Unfortunate for the plaintiff employee in Edries, the Appellate Division concluded that Quick Chek’s anti-harassment procedures were effective and that the trial court properly granted summary judgment to Quick Chek “because the company proved it ‘had an effective anti-harassment policy,’ and it swiftly responded to plaintiff’s complaint upon receiving her hand-written complaint.” In doing so, the panel in Edries seems to have made its own implicit factual conclusion that Quick Chek did not act negligently or recklessly in responding to the employee’s first complaint of sexual harassment, which she verbally made to her supervisor.
Quick Chek’s employee handbook set forth a complaint structure by which its employees could complain about harassment. The plaintiff employee’s verbal complaint of harassment to her supervisor in May 2010 should have triggered a report of harassment to the Vice President of Human Resources and a “thorough administrative investigation of the complaint” should have been initiated by Quick Chek. However, the panel’s decision in Edries does not indicate that Quick Chek took any action whatsoever to investigate or otherwise address the plaintiff’s May 2010 complaint of her co-worker’s harassment even though she followed Quick Chek’s established procedure for reporting harassment and such harassment did not stop until after she complained of his conduct again in November 2010.
Rather, the panel’s decision in Edries seems to excuse such failure on behalf of the employer because the plaintiff “admitted she had no idea what [her supervisor] had done with her May 2010 complaint after she made it,” and “she only asked her supervisor to speak with [the harasser], implicitly telling her not to report the incident to the Director of Human Resources as sexual harassment.” In light of these facts, it is troubling that a court could find that there was no genuine issue of material fact as to whether Quick Check was negligent in its reaction to the plaintiff’s verbal complaints of her co-worker’s sexual harassment in May 2010.

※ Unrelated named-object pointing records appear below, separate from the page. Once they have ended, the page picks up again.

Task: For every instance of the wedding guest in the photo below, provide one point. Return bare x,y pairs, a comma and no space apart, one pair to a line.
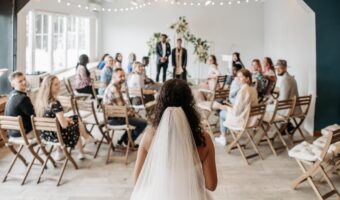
210,83
237,59
236,115
163,51
119,60
19,104
179,61
72,128
113,96
136,80
287,84
258,79
235,84
269,73
82,79
107,73
101,63
132,59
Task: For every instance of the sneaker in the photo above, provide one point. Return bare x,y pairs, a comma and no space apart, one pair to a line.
59,156
81,156
221,140
90,140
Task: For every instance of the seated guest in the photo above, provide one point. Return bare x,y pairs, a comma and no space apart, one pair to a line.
82,79
113,96
119,60
101,63
287,84
107,73
260,82
19,104
213,73
132,59
269,73
235,69
236,115
136,80
48,106
235,84
237,59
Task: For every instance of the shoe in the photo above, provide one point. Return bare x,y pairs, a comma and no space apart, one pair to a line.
81,156
90,140
221,140
59,156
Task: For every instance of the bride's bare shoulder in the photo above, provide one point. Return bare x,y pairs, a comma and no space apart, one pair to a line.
148,137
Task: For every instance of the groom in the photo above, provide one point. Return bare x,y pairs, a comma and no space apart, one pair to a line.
163,51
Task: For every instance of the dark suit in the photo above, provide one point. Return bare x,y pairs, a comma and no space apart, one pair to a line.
161,65
182,76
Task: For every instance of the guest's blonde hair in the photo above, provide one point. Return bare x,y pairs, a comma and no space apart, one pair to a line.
45,96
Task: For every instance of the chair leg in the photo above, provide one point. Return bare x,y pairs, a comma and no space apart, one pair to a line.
265,135
35,156
110,145
17,154
48,157
62,171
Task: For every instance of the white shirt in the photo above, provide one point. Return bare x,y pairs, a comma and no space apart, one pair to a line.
163,49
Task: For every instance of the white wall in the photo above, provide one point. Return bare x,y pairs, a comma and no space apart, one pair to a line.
54,7
229,28
290,34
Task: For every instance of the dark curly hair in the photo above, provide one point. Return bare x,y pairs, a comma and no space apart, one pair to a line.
177,93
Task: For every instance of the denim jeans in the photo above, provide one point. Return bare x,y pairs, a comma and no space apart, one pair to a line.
138,123
223,116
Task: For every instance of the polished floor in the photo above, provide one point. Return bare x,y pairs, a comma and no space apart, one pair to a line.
268,179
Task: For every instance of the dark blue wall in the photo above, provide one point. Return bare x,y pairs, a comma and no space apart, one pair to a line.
327,13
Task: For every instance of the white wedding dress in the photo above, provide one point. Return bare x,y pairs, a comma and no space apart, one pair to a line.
172,169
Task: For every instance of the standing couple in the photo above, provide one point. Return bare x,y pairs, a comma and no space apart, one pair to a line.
178,59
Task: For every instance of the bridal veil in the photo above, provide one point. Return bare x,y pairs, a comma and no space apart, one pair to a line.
172,169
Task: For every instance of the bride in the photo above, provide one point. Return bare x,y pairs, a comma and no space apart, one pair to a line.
176,158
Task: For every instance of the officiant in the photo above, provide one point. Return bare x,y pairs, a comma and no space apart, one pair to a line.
179,61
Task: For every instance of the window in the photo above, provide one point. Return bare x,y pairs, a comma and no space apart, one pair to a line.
54,41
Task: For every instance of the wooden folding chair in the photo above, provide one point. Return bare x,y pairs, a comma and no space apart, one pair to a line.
253,124
278,119
207,108
138,92
96,85
51,124
297,118
74,93
92,119
316,168
111,111
15,123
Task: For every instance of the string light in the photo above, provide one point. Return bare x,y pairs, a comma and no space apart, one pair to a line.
135,5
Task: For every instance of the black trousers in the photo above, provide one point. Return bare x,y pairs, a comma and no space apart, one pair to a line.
160,66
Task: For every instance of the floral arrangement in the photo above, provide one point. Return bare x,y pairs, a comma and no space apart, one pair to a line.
201,47
152,43
181,26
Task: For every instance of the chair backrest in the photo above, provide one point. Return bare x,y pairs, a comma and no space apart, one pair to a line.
285,107
304,103
67,103
221,94
85,105
40,124
64,89
13,123
220,81
256,115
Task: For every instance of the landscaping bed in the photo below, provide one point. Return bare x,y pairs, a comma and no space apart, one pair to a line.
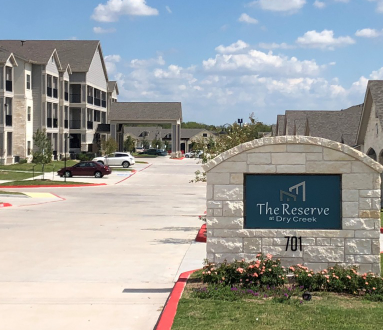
245,295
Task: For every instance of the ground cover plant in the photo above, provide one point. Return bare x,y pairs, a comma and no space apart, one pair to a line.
231,296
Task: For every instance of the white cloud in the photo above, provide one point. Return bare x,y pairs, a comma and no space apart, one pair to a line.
279,5
113,9
136,63
247,19
319,4
368,33
110,63
257,62
235,47
323,40
274,45
99,30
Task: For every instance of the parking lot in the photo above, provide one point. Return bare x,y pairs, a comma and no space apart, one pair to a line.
67,256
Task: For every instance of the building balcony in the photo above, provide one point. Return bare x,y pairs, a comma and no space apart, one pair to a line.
75,98
8,120
8,86
75,124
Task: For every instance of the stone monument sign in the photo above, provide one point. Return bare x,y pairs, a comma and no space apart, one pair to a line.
305,200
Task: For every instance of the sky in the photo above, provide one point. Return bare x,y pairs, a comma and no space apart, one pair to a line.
223,59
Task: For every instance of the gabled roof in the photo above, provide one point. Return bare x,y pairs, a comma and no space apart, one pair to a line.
374,94
33,51
78,53
145,111
332,125
112,85
6,55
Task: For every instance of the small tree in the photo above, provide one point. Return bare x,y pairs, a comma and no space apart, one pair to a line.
109,146
156,143
145,143
129,144
43,149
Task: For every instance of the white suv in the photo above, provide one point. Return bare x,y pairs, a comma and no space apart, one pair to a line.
124,159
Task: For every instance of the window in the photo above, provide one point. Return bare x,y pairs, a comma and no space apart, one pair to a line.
28,81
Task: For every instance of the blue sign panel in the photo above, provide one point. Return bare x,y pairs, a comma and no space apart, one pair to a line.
289,201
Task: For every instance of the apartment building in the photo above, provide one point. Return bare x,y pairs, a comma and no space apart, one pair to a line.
61,86
7,65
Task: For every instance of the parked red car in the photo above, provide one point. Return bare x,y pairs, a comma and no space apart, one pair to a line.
88,168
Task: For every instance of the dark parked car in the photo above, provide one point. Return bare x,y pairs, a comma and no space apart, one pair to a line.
155,152
89,168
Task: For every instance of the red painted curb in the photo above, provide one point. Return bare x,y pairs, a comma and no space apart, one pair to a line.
58,186
201,236
5,205
166,319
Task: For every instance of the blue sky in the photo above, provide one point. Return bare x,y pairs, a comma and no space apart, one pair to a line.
223,59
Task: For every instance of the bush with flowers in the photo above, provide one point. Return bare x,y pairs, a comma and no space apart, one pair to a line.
264,271
338,279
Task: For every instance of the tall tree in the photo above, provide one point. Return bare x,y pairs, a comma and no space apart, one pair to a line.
43,149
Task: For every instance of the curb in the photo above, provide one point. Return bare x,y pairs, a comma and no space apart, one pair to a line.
166,318
201,236
58,186
5,205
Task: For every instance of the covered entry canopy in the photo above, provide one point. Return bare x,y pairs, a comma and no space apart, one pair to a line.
146,113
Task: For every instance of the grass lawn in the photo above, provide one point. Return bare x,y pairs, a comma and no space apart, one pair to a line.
9,175
41,183
324,311
54,166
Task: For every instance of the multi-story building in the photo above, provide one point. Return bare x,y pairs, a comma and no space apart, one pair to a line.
7,124
61,86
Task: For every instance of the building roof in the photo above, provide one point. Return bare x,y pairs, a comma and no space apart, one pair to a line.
6,55
341,126
374,94
77,53
164,112
112,85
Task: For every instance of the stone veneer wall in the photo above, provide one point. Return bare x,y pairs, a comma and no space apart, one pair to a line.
356,244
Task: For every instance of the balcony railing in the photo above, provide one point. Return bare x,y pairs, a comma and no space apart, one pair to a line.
75,98
75,124
8,85
8,120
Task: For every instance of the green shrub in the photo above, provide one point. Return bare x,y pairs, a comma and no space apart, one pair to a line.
260,272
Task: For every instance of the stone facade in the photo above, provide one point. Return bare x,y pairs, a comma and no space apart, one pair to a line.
357,243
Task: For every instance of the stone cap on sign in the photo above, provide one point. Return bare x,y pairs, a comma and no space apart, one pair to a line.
294,139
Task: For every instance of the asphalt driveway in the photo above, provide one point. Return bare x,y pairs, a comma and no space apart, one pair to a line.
100,257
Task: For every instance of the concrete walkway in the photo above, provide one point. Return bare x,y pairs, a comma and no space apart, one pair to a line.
100,257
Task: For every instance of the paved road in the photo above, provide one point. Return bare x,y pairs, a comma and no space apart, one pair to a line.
64,264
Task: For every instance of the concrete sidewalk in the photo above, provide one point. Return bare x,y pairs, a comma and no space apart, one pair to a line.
105,257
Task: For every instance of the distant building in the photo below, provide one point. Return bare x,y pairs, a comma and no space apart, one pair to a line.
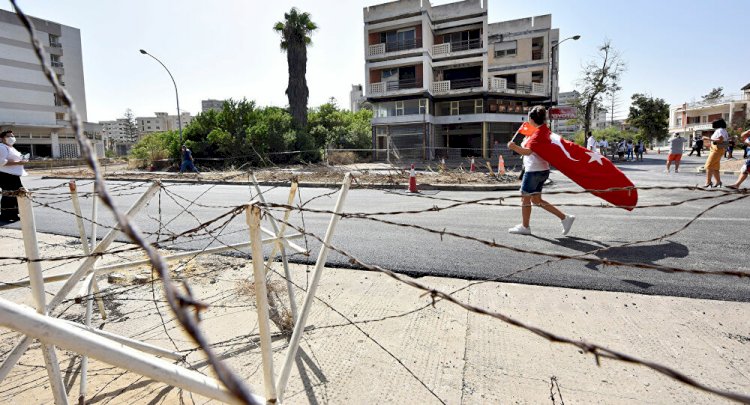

Under the NJLAD, an employer has “a clear duty not only to take strong and aggressive measures to prevent invidious harassment, but also to correct and remediate promptly such conduct when it occurs.” Taylor v. Metzger, 152 N.J. 490, 504 (1998). Certainly an employer cannot be relieved of such duty if one of its employees who complains about workplace harassment asks that the company to speak with the alleged harasser but does not explicitly indicate that they want the employer to take any other corrective or remedial action.
Never take the denial of Summary Judgment for granted, even in cases where it seems clear there is a dispute of material facts.